Atlantic made a variety of figure sets while they were in business, and the quality varied enormously. By far the best were the ancient Egyptian range, of which this is a part.
Each set contains a varying quantity of a sprue that contains two chariots and six figures. Despite the set being called 'cavalry', the Egyptians never rode horses into battle, but acquired a fearsome reputation for their use of chariots. Two soldiers, a driver and an archer, manned each chariot. The chariot moved forward, the arrows were shot, and then the chariot retired. Most of the nicely proportioned figures in this set are indeed archers, but there are no actual drivers, though the figure with raised sword could be adapted to perform that function. Their costume, such as it is, is simple but accurate, though the figure with the large helmet may be meant to be the pharaoh himself, in which case his costume should be much more ornate. Also it is thought that many such crews became quite well armoured, so it would have been nice to see such figures here too.

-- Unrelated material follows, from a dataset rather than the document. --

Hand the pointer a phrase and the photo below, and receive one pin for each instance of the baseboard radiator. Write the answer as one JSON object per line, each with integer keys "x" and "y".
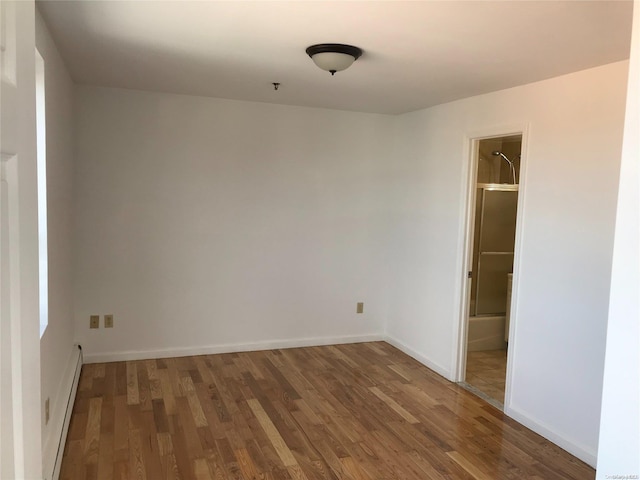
{"x": 67, "y": 414}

Much more serious is that the chariot is not large enough to accommodate two men, even discounting the space taken up by the base of each. Furthermore, the chariot is much too chunky and solid. Egyptian chariots were extremely light, with thin but strong frames and wheels. The chariots in this set seem to be made of solid timbers, and would have been very much less manoeuvrable. The sides of the chariot are solid, which is necessary given the way the piece is moulded, but the real thing had largely open sides, further reducing the weight. Also the axle is placed midway under the carriage when it should be right at the back. The horses attach to the chariot via pegs in holes in their side - always something of a cheat in our view, although this was always intended more as a toy than a historic model. Given that we cannot be certain what the horses looked like, these seem a reasonable guess, although they may be rather large and more like modern breeds than those in use at the time.
The figures are nicely detailed, but many suffer from mould marks in obvious places that make them difficult to remove. In general the set could have been much better, though doubtless more complicated and therefore expensive to make. Better models have since been made by Caesar (see below), so while the figures are usable if uninspiring the chariots really belong in the nostalgic past of this hobby rather than as serious models today.